Deguale Demelash Abiye, Yu Lingli, Sinishaw Melikamu Liyih, Li Keyi
School of Automation, Central South University, Changsha 410083, China.
School of Computer Science and Engineering, Central South University, Changsha 410083, China.
Sensors (Basel). 2024 Feb 27;24(5):1523. doi: 10.3390/s24051523.

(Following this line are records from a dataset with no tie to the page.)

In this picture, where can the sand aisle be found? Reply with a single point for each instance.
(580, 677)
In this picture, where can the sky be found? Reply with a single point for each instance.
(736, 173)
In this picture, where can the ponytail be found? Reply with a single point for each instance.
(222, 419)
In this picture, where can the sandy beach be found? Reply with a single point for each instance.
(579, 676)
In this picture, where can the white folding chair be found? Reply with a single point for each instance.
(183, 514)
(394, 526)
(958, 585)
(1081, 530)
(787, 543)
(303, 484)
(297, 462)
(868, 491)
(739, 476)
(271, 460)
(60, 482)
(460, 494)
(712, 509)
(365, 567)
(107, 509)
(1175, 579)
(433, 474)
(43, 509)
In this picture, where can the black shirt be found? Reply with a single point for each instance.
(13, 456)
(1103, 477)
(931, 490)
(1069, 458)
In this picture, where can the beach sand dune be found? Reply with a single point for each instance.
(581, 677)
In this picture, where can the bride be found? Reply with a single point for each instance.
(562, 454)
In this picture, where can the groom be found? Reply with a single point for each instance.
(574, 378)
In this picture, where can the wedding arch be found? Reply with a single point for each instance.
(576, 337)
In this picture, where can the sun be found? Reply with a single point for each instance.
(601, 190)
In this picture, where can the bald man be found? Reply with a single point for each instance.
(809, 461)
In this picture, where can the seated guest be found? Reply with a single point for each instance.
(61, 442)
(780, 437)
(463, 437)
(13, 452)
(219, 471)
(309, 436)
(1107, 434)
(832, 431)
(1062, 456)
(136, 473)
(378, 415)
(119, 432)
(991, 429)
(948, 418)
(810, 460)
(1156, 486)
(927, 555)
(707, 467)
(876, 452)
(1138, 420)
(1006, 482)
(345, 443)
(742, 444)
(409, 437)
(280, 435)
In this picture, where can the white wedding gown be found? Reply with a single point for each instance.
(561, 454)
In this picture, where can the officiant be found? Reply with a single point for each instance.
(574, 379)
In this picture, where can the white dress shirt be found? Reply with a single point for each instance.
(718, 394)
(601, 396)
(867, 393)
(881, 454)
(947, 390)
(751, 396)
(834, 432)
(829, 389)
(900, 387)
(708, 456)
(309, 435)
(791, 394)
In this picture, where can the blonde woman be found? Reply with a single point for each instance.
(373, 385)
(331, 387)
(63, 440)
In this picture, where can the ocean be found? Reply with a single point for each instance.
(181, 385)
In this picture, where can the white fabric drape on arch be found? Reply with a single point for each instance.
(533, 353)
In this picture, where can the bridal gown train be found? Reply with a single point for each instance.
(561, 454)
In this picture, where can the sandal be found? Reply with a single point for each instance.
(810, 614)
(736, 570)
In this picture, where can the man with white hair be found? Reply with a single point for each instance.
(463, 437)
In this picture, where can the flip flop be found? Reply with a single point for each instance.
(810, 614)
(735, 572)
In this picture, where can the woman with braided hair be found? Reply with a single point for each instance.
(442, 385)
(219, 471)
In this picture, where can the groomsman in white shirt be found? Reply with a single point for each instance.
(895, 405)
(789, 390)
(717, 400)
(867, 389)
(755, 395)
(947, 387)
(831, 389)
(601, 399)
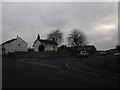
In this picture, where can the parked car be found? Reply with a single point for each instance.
(116, 54)
(82, 54)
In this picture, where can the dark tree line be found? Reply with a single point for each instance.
(75, 38)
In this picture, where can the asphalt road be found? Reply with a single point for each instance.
(17, 74)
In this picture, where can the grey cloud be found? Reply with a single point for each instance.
(29, 19)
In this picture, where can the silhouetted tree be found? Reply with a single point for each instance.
(77, 38)
(56, 36)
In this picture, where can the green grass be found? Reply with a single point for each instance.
(109, 63)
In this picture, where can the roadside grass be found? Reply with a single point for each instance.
(109, 63)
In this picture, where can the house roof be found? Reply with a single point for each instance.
(9, 41)
(47, 41)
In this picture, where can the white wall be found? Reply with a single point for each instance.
(36, 45)
(14, 45)
(48, 47)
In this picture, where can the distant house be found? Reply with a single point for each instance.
(44, 45)
(111, 51)
(17, 44)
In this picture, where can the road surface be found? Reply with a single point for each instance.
(17, 74)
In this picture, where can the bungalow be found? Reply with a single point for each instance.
(17, 44)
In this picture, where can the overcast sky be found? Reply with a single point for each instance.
(98, 20)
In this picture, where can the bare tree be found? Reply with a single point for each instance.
(56, 36)
(77, 38)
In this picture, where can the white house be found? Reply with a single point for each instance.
(44, 45)
(17, 44)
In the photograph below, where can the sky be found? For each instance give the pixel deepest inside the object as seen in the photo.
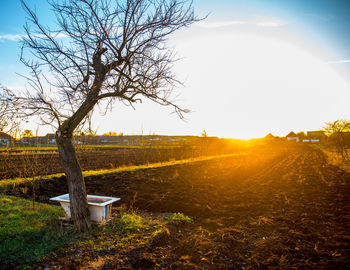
(250, 68)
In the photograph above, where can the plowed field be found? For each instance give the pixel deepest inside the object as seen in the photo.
(279, 206)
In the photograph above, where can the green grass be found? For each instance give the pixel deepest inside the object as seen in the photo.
(178, 218)
(84, 147)
(8, 183)
(28, 234)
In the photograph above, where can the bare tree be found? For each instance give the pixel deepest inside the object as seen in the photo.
(339, 136)
(9, 121)
(102, 51)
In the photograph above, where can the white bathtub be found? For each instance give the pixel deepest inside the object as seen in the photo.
(100, 207)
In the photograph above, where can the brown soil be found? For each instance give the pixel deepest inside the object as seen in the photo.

Path planning for mobile robots in complex circumstances is still a challenging issue. This work introduces an improved deep reinforcement learning strategy for robot navigation that combines dueling architecture, Prioritized Experience Replay, and shaped Rewards. In a grid world and two Gazebo simulation environments with static and dynamic obstacles, the Dueling Deep Q-Network with Modified Rewards and Prioritized Experience Replay (PMR-Dueling DQN) algorithm is compared against Q-learning, DQN, and DDQN in terms of path optimality, collision avoidance, and learning speed. To encourage the best routes, the shaped Reward function takes into account target direction, obstacle avoidance, and distance. Prioritized replay concentrates training on important events while a dueling architecture separates value and advantage learning. The results show that the PMR-Dueling DQN has greatly increased convergence speed, stability, and overall performance across conditions. In both grid world and Gazebo environments the PMR-Dueling DQN achieved higher cumulative rewards. The combination of deep reinforcement learning with reward design, network architecture, and experience replay enables the PMR-Dueling DQN to surpass traditional approaches for robot path planning in complex environments.
复杂环境下移动机器人的路径规划仍然是一个具有挑战性的问题。这项工作引入了一种改进的深度强化学习策略用于机器人导航,该策略结合了对决架构、优先经验回放和塑形奖励。在一个网格世界以及两个带有静态和动态障碍物的Gazebo模拟环境中,将带有修正奖励和优先经验回放的对决深度Q网络(PMR-对决DQN)算法与Q学习、DQN和DDQN在路径最优性、避障和学习速度方面进行了比较。为了鼓励最佳路径,塑形奖励函数考虑了目标方向、避障和距离。优先回放将训练集中在重要事件上,而对决架构则将价值学习和优势学习分开。结果表明,PMR-对决DQN在各种条件下大大提高了收敛速度、稳定性和整体性能。在网格世界和Gazebo环境中,PMR-对决DQN都获得了更高的累积奖励。深度强化学习与奖励设计、网络架构和经验回放的结合,使PMR-对决DQN能够超越传统方法,用于复杂环境下的机器人路径规划。